As an expectant mother and now a new mother, most of what you do will lead to rounded shoulders, a tight chest and weakened back muscles. Your exercise routine should work to address these issues.

Although a gradual return to exercise is safe, women in the postpartum period should take a few things into consideration:

Start Slowly

Walking is a great first step back into exercise.

Protect Against Injury

Initially, avoid high impact and lateral movements (side shuffles, jumping/hopping side to side, side lunges). The hormone relaxin can stay in your body for 6-12 months after delivery, increasing risk for injury due to laxity.

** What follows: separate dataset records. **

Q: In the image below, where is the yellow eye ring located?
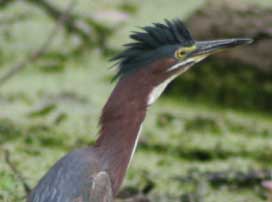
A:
[175,49,186,59]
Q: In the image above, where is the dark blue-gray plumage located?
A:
[28,20,251,202]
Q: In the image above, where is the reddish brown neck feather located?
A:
[95,59,175,193]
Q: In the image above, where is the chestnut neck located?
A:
[95,57,177,193]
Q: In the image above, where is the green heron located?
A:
[28,20,252,202]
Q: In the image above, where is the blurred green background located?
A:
[0,0,272,202]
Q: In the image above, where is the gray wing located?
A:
[28,149,113,202]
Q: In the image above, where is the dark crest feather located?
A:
[111,19,194,78]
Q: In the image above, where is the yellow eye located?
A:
[175,49,186,59]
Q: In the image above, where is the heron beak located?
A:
[190,38,253,58]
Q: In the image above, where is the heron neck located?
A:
[96,72,152,191]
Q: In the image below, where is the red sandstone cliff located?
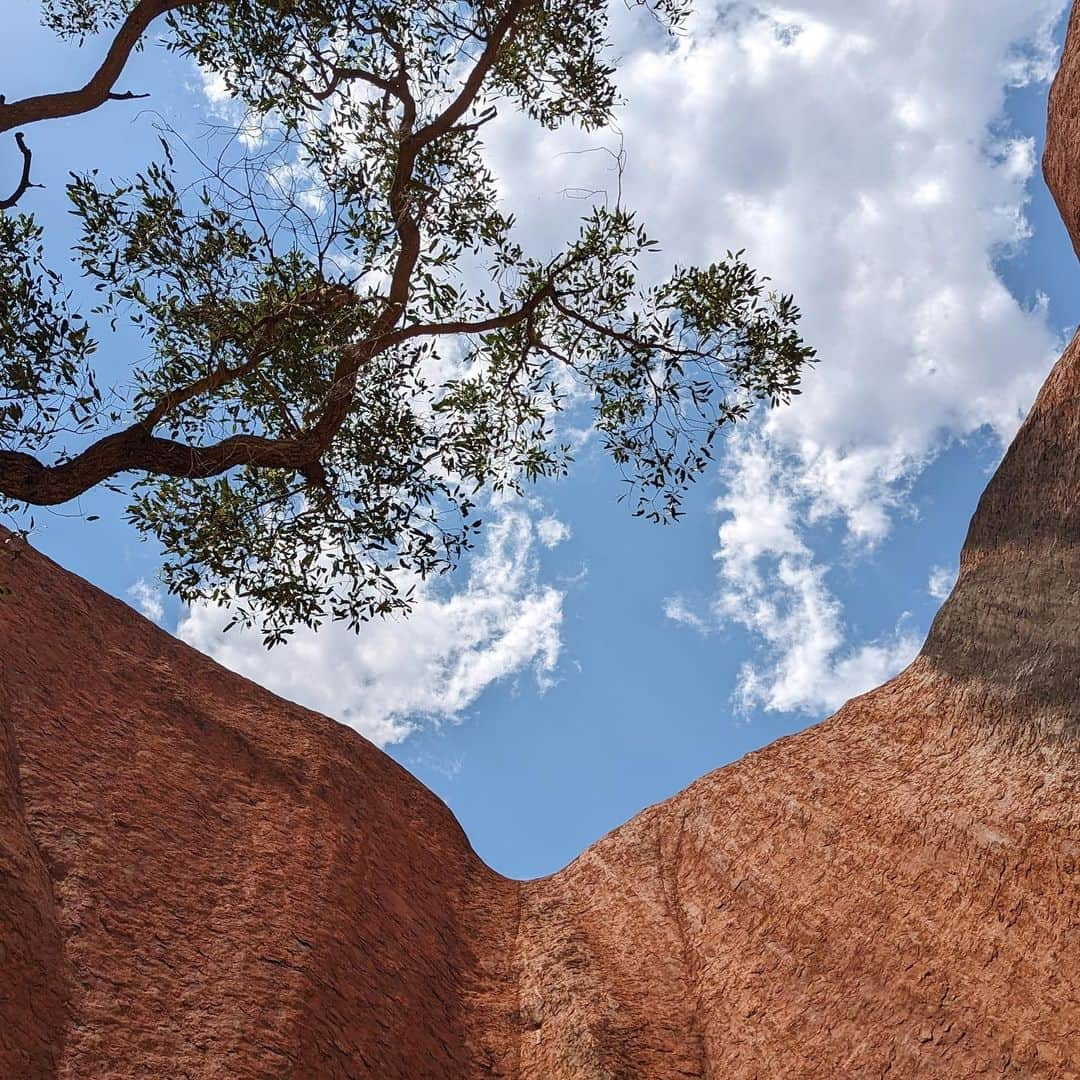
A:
[6,10,1080,1080]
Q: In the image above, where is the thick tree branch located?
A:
[413,0,541,147]
[0,423,319,507]
[0,0,200,132]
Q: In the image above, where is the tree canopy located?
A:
[0,0,814,644]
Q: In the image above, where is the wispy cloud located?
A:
[177,507,564,745]
[127,578,165,622]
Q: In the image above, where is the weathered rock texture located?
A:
[6,10,1080,1080]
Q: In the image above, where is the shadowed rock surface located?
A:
[6,15,1080,1080]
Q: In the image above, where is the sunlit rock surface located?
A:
[6,10,1080,1080]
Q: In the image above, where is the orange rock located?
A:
[6,4,1080,1080]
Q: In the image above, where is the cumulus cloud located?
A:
[177,507,564,745]
[127,578,165,622]
[185,0,1065,725]
[481,0,1065,711]
[537,516,570,548]
[713,434,920,714]
[927,566,957,602]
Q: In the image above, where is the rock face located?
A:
[6,10,1080,1080]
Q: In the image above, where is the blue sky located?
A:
[0,0,1080,876]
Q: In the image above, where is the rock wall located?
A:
[6,4,1080,1080]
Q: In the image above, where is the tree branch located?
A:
[0,132,41,210]
[0,0,201,132]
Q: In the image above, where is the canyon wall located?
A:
[0,4,1080,1080]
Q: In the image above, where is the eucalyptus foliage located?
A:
[0,0,814,644]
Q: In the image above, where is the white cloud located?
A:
[713,435,920,714]
[186,0,1065,725]
[537,516,570,548]
[927,566,957,600]
[481,0,1065,711]
[664,596,713,634]
[127,578,165,622]
[177,507,564,745]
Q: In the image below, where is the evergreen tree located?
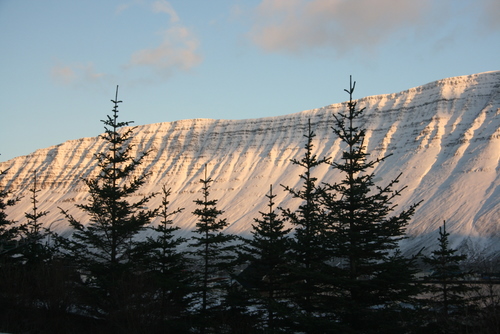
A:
[239,185,291,333]
[60,87,156,325]
[282,120,331,333]
[423,221,477,333]
[189,165,236,333]
[0,171,20,259]
[18,171,54,265]
[323,77,418,333]
[135,186,191,327]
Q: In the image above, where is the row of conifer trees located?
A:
[0,82,498,333]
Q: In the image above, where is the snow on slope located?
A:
[0,71,500,254]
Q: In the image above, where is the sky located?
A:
[0,0,500,161]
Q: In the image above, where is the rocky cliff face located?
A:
[0,71,500,254]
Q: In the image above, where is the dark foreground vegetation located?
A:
[0,83,500,334]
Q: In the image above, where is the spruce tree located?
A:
[323,80,418,333]
[282,120,332,333]
[134,186,191,327]
[239,185,291,333]
[189,165,236,333]
[423,221,477,333]
[0,171,20,259]
[18,170,54,265]
[60,86,156,324]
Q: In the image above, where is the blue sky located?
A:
[0,0,500,161]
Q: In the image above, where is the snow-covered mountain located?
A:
[0,71,500,255]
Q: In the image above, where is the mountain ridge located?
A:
[0,71,500,255]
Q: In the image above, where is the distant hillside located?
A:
[0,71,500,255]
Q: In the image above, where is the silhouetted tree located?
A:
[239,185,291,333]
[134,186,192,327]
[61,87,156,330]
[0,171,20,259]
[17,171,55,265]
[189,165,236,333]
[323,77,418,333]
[282,120,332,333]
[423,221,477,333]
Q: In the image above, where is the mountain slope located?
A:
[0,71,500,254]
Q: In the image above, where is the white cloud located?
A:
[51,62,105,85]
[250,0,430,54]
[126,25,202,76]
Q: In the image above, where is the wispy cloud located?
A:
[51,0,202,85]
[125,25,202,77]
[250,0,430,54]
[51,61,106,85]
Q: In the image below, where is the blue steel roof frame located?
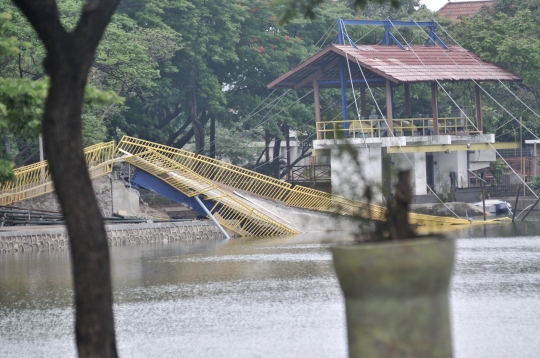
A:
[334,18,448,50]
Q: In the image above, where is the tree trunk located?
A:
[189,71,204,154]
[271,137,281,179]
[210,116,216,159]
[10,0,119,357]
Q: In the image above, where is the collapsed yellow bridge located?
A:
[0,136,498,236]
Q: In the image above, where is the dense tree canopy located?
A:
[0,0,540,178]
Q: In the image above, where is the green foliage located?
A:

Check Your Abdominal Muscles

Every new mom should check to see if she has a significant separation in her abdominals known as diastasis recti. This is an easy self test that you can do at home. Knowing if you have a separation can help guide your return to exercise, and core strengthening:

    • Lie flat on your back with your knees bent, feet on the floor.
    • Put two fingers right above your belly button, pointing toward it, and press down gently.
    • Then lift up your head about an inch while keeping your shoulders on the ground.
    • If you have diastasis recti, you will feel a gap between the muscles that is wider than an inch, about 2 fingers. For a gap that is 3 fingers wide, or greater, you should consult your physician.
    Wear Proper Attire

    Nursing moms may need more support, especially for the chest.

    Incorporate Kegels

    Many women suffer from incontinence after childbirth. Incorporating Kegels into your daily routine can help to strengthen the pelvic floor, and decrease episodes.

    Monitor Bleeding

    If you are experiencing any increased, or new bleeding, stop exercising and consult your physician.

    As you start exercising after pregnancy, you'll reap the physical benefits of weight loss, restored muscle strength, improved cardiovascular fitness, and better-conditioned abdominal muscles. And mentally, you'll feel more energetic, have less stress, and be in a better position to care for your infant.